Living is for the brave.
Simple words. The kind you’d find in a fortune cookie at some strip mall Chinese restaurant. They seem wildly out of place in this room, with this threat staring me down.
“Did you come here to waste my time?” he asks when I keep fidgeting in the silence.
“I didn’t come here at all, remember?” I remind him acidly. “You took me.”
“I’m assuming you have a point to make. Do us all a favor and get to it.”
I square my shoulders and look him right in the eye, ignoring every instinct in my body. “I want to know that my family is okay.”
“They were released the moment we cleared the street,” he says.
I frown. “How do I even know that’s true? What’s the proof?”
“My word.”
I snort. “I hope you can understand why that means nothing to me.”
“I’m not interested in understanding much about you, Olivia,” he says. “I think that puts us at an impasse.”
“An impasse implies that both parties have tried to compromise. But in our case, you’re the one holding all the cards. You have all the power.”
Aleks cocks his head to the side and gives me a smile that makes my insides tremble.

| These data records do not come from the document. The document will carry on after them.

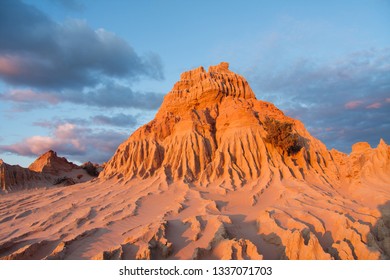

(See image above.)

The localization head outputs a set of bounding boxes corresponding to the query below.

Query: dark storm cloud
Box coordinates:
[0,0,163,90]
[249,48,390,152]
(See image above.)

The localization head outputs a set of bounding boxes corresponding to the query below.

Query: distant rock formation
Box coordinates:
[28,150,80,175]
[0,150,98,192]
[0,62,390,260]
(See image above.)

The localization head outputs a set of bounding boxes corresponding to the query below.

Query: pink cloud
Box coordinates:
[0,56,20,75]
[366,102,382,109]
[2,89,59,104]
[0,123,85,156]
[344,100,363,110]
[0,122,128,162]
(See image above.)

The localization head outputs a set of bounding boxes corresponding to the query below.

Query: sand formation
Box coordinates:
[0,150,93,193]
[0,63,390,259]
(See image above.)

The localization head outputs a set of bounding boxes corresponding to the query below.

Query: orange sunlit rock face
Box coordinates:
[0,62,390,259]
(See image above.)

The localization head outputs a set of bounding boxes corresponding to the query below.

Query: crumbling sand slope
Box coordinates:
[0,63,390,259]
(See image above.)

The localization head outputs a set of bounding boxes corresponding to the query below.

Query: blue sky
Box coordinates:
[0,0,390,166]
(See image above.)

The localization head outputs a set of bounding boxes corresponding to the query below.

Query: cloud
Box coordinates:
[33,113,140,129]
[47,0,85,12]
[0,0,163,90]
[0,123,128,162]
[92,113,137,127]
[248,48,390,152]
[0,89,59,104]
[0,82,164,111]
[344,100,363,110]
[366,102,382,109]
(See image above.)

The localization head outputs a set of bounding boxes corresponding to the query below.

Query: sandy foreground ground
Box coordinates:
[0,173,390,260]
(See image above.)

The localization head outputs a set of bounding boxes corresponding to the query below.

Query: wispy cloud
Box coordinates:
[0,0,163,109]
[249,48,390,152]
[0,123,128,162]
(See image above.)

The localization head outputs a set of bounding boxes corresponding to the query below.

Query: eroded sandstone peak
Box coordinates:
[160,62,256,116]
[28,150,79,174]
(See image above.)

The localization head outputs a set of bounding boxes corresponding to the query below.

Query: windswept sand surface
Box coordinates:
[0,174,390,259]
[0,62,390,259]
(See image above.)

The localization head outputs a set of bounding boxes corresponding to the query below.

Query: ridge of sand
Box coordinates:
[0,63,390,259]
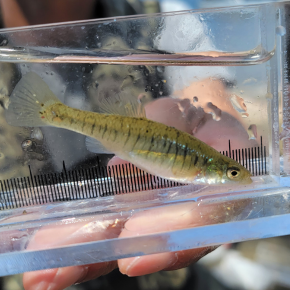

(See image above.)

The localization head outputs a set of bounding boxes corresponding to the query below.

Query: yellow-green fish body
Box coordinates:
[6,73,252,184]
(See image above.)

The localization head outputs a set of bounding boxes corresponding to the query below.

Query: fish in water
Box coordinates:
[6,72,252,185]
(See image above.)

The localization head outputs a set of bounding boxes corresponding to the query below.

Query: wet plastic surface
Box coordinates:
[0,2,290,276]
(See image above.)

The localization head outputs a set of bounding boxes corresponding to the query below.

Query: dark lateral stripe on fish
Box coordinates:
[124,127,131,147]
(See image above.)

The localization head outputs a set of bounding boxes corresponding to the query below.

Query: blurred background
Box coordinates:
[0,0,290,290]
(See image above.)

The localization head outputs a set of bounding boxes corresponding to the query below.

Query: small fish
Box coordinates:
[6,73,252,185]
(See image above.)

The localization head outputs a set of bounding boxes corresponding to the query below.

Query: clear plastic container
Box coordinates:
[0,2,290,275]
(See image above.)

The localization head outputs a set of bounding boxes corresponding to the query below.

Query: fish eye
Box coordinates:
[227,168,240,179]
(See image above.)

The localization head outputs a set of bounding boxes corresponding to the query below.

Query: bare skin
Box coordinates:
[0,0,258,290]
[23,89,254,290]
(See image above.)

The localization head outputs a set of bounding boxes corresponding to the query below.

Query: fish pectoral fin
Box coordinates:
[97,92,146,118]
[86,137,114,154]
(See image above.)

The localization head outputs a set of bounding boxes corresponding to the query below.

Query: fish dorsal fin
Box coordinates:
[97,92,146,118]
[86,137,113,154]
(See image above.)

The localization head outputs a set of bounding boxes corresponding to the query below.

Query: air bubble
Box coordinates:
[231,95,247,113]
[157,66,165,73]
[21,139,33,150]
[30,128,43,141]
[206,102,222,121]
[248,124,258,140]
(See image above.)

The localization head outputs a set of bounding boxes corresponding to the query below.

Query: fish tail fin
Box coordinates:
[5,72,60,127]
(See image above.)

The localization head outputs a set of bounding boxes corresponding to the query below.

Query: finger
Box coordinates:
[118,200,247,276]
[23,261,117,290]
[23,217,124,290]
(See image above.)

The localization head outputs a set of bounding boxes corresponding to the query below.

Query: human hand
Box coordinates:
[23,79,254,290]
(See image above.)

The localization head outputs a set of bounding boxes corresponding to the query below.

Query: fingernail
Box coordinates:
[123,253,178,277]
[124,256,141,277]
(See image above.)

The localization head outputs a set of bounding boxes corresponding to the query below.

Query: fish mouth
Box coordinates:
[241,177,253,185]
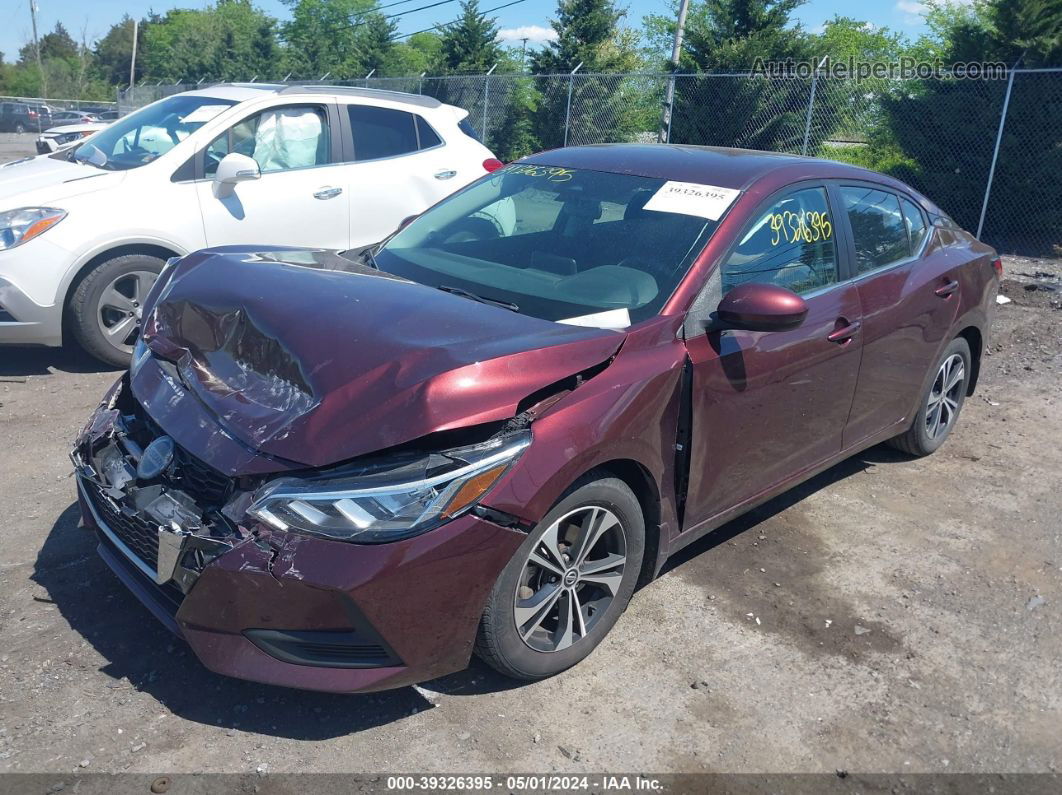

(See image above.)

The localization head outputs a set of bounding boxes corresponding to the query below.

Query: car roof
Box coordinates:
[520,143,936,209]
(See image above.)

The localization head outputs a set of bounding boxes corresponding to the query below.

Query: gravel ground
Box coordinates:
[0,131,1062,773]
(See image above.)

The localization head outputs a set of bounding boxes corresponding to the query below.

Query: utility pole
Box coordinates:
[656,0,689,143]
[130,19,140,89]
[30,0,48,99]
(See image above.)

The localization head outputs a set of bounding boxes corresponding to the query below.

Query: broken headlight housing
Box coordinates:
[247,431,531,543]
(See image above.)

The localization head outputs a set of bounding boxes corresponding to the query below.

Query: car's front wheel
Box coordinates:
[476,472,646,679]
[69,254,164,367]
[889,336,971,455]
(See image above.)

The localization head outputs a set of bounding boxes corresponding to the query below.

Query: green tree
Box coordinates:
[356,14,398,76]
[281,0,377,79]
[18,22,78,64]
[141,0,277,81]
[647,0,813,152]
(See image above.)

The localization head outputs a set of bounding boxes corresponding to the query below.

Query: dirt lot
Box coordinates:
[0,133,1062,773]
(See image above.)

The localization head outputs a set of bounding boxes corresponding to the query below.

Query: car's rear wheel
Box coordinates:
[476,472,646,679]
[889,336,972,455]
[69,254,164,367]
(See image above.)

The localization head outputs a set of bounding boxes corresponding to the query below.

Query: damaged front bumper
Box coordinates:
[72,375,526,692]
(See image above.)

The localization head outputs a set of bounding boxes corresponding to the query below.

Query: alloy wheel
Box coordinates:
[96,271,158,353]
[513,505,627,653]
[926,353,966,439]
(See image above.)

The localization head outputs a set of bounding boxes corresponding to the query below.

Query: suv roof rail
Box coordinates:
[279,85,443,107]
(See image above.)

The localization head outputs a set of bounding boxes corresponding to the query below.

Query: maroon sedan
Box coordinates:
[73,145,1001,691]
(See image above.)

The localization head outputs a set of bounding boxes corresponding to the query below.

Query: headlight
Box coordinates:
[0,207,66,250]
[247,431,531,543]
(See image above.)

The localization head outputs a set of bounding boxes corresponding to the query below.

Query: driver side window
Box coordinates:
[204,105,331,177]
[720,188,837,294]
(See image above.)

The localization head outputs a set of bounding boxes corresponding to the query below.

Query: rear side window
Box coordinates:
[841,186,910,274]
[347,105,418,160]
[900,198,928,255]
[721,188,837,294]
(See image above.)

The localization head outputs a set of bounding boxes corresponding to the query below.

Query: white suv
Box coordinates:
[0,84,501,365]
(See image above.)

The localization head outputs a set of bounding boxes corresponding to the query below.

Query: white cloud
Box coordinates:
[498,24,556,45]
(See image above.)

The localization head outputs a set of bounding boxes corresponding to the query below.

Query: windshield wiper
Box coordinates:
[436,284,520,312]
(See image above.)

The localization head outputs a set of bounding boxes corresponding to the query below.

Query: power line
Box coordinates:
[391,0,525,41]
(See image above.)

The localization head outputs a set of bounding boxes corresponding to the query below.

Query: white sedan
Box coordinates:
[0,84,501,364]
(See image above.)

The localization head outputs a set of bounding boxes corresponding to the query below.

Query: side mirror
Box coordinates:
[715,284,807,331]
[213,152,262,198]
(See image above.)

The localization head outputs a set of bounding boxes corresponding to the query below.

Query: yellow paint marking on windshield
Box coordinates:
[770,210,834,245]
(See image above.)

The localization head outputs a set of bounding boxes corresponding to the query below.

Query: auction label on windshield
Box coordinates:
[645,180,741,221]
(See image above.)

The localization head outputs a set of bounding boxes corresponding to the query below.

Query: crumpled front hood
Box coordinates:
[0,155,125,205]
[133,246,624,471]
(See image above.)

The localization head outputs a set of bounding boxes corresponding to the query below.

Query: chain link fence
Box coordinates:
[112,68,1062,257]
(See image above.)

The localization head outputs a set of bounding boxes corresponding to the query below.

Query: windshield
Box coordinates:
[73,94,236,171]
[376,163,718,328]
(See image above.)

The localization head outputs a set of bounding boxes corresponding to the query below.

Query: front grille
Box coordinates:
[83,480,158,569]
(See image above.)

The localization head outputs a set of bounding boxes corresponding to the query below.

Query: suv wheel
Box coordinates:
[889,336,971,455]
[476,473,646,679]
[69,254,164,367]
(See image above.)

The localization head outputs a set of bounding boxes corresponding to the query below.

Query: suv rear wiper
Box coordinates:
[436,284,520,312]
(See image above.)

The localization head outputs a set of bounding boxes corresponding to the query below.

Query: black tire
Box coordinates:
[476,471,646,679]
[889,336,973,456]
[67,254,165,367]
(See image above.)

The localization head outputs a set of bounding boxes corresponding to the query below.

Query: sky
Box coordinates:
[0,0,925,62]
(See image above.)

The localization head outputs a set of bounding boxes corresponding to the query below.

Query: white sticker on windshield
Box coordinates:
[181,105,232,124]
[645,182,741,221]
[558,309,631,329]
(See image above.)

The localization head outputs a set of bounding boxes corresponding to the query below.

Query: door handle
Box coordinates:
[933,279,959,298]
[826,318,862,344]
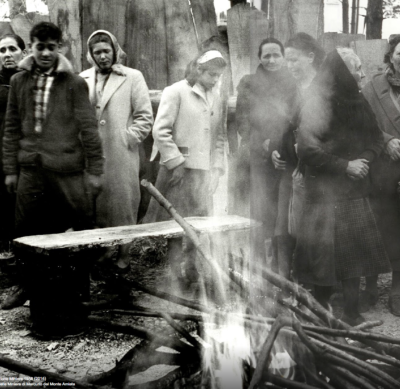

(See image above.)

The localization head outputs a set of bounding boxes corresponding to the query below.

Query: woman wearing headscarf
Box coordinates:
[294,49,390,325]
[144,50,226,223]
[271,32,325,278]
[0,34,27,251]
[80,30,153,268]
[235,38,296,277]
[360,35,400,316]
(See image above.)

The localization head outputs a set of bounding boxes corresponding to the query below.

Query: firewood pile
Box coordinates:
[0,185,400,389]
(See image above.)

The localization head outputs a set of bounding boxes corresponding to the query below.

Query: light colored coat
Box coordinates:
[80,65,153,227]
[151,80,224,171]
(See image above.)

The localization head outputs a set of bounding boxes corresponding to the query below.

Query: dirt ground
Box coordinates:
[0,249,400,379]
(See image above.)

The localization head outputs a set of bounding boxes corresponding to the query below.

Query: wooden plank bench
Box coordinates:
[14,216,260,337]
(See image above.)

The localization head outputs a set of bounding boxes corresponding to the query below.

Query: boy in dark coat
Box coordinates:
[2,22,103,309]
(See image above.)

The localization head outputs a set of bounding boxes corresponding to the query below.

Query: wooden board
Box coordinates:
[350,39,389,82]
[164,0,198,85]
[14,216,259,255]
[228,4,269,94]
[190,0,218,44]
[321,32,365,53]
[126,0,168,89]
[79,0,128,69]
[49,0,83,73]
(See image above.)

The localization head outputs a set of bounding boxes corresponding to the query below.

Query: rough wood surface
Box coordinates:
[165,0,198,85]
[81,0,126,69]
[228,4,269,93]
[14,216,253,255]
[190,0,218,43]
[321,32,365,53]
[49,0,83,73]
[126,0,168,88]
[350,39,389,82]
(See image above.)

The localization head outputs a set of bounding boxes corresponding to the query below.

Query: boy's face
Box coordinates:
[31,38,59,71]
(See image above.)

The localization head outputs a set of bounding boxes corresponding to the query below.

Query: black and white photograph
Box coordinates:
[0,0,400,389]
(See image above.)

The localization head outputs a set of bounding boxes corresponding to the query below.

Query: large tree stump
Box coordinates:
[49,0,83,72]
[127,0,168,89]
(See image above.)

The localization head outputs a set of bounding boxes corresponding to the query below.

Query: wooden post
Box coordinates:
[190,0,218,44]
[49,0,83,73]
[164,0,199,85]
[126,0,168,89]
[81,0,130,69]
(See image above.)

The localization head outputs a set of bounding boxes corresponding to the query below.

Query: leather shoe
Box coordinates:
[389,294,400,316]
[1,285,28,310]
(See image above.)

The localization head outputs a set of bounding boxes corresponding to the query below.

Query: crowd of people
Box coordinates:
[236,33,400,325]
[0,22,400,325]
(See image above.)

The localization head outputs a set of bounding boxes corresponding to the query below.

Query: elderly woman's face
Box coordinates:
[390,43,400,78]
[92,42,114,70]
[260,43,284,72]
[285,47,314,81]
[0,37,26,69]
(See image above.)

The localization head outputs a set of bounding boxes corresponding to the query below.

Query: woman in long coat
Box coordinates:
[144,50,226,223]
[361,36,400,316]
[235,38,296,277]
[294,49,390,325]
[80,30,153,267]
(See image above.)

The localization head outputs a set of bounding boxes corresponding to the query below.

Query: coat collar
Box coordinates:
[372,74,400,133]
[80,67,126,117]
[18,54,74,73]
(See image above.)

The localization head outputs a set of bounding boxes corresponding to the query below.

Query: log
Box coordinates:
[126,0,168,89]
[81,0,126,69]
[165,0,199,85]
[48,0,83,73]
[0,355,98,389]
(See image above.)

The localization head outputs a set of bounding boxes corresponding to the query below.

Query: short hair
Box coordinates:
[0,33,26,51]
[185,49,226,86]
[258,38,285,58]
[29,22,62,43]
[383,35,400,70]
[336,47,360,72]
[285,32,325,70]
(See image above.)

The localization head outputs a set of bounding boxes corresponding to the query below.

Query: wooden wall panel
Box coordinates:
[164,0,198,84]
[49,0,83,73]
[126,0,168,89]
[82,0,129,69]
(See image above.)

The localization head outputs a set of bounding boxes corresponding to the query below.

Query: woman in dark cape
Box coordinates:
[294,49,390,325]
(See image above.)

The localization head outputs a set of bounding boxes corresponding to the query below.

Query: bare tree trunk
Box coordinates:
[351,0,357,34]
[342,0,349,34]
[367,0,383,39]
[8,0,26,19]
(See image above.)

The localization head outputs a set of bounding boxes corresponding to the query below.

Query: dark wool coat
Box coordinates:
[363,74,400,271]
[294,50,389,285]
[3,55,103,175]
[236,65,296,236]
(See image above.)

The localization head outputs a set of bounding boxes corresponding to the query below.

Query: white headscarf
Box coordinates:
[86,30,126,76]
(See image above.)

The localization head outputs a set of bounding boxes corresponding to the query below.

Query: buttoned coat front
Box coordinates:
[151,80,224,171]
[80,65,153,227]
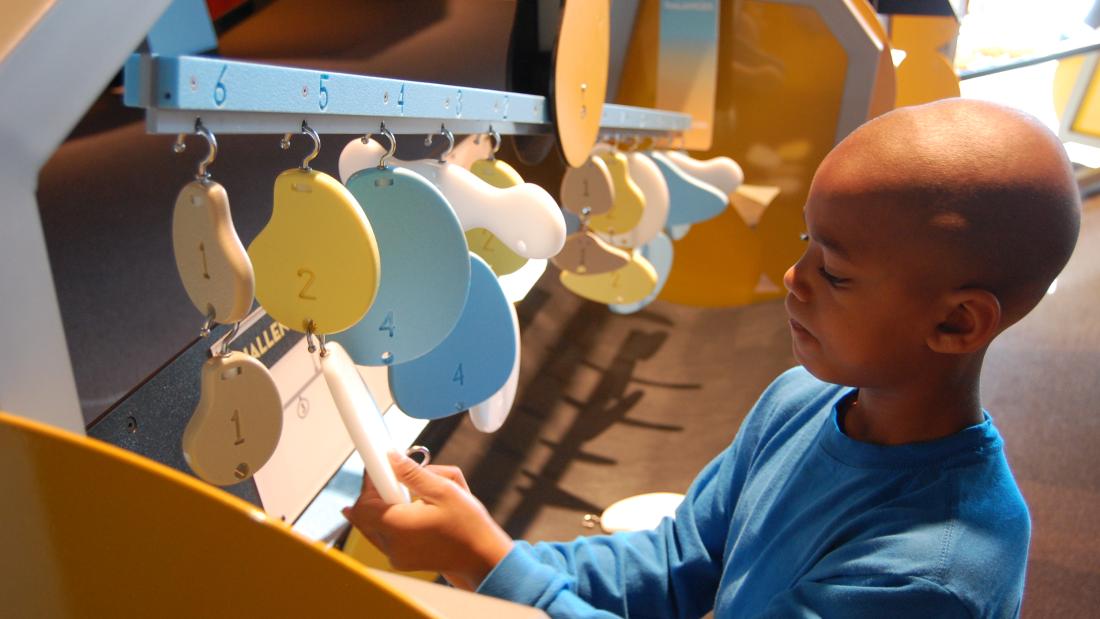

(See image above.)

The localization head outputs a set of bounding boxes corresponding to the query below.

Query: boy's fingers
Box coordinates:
[360,469,381,497]
[389,452,452,500]
[425,464,470,491]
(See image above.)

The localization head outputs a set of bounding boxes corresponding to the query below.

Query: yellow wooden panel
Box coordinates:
[615,0,661,108]
[0,0,54,62]
[343,527,439,583]
[1071,58,1100,137]
[660,0,847,307]
[1052,55,1085,120]
[890,15,959,108]
[550,0,611,167]
[855,0,898,119]
[0,413,438,618]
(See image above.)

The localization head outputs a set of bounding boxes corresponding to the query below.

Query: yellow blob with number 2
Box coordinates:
[561,250,657,305]
[249,169,380,333]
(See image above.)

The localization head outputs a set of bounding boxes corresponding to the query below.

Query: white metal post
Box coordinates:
[0,0,169,433]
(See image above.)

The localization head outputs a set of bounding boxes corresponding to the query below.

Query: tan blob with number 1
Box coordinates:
[183,351,283,486]
[172,180,255,323]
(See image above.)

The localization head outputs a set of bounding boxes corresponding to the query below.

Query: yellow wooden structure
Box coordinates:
[616,0,895,307]
[0,413,440,618]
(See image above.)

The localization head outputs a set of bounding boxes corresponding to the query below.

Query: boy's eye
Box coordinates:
[817,266,848,288]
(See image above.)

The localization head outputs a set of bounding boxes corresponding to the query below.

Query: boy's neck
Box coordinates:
[843,362,985,445]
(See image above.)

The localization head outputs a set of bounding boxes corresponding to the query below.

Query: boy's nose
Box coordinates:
[783,263,809,302]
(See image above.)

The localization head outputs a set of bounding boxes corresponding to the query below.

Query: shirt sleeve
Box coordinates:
[477,442,739,618]
[759,575,971,619]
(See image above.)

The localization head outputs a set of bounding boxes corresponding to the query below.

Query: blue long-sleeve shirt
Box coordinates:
[479,368,1031,618]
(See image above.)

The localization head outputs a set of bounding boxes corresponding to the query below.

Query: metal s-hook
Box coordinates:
[278,121,321,172]
[172,118,218,180]
[424,124,454,163]
[218,322,241,356]
[378,121,397,169]
[488,124,501,161]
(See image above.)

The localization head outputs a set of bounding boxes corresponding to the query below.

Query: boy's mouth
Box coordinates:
[789,318,814,338]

The attraction I felt for him still exists. Seeing him tie up my family, threaten my brother, and abduct me didn’t kill those feelings. It just made the tingling concentrated between my legs a thousand times more shameful.
“That’s right,” Aleks says with a nod. “I do have all the power. Your brother would do well to remember that.”
“He’s just doing his job.”
“And I’m doing mine.”
I shake my head. “This is not a job.”
“No?” he drawls. “Then tell me what it is. Tell me who I am. I’m simply dying to know.”
“You’re just some low life thug! A criminal whose mistakes are catching up to him.”
“Let’s suspend reality for a moment and assume that’s true,” he says casually, leaning back in his chair. “If I go down, I’m bringing everyone down with me. That includes your brother, Olivia. And now, it includes you.”
“My brother can take you.”
“You’re overestimating him.”
“I’m not. I know him.”
He springs forward so fast that I don’t even have time to back up. He stops right in front of me, and I’m glad I didn’t back away.
Stand your ground. If nothing else, maybe I can take the advice literally.
“But you don’t know me,” he hisses. “And trust me, little girl: you don’t want to.”
I draw in a shuddering breath. “You’re right about that. I already know enough.”
Aleks’s eyes glisten with the promise of violence. “If that were true, you’d know not to push me.”
“I’ve been confined to that room for almost two days. You’d probably keep me there forever if I hadn’t pushed for this meeting.”
He doesn’t respond. I’m not naive enough to believe I’ve made any leeway, but I’ll take any opening I can get.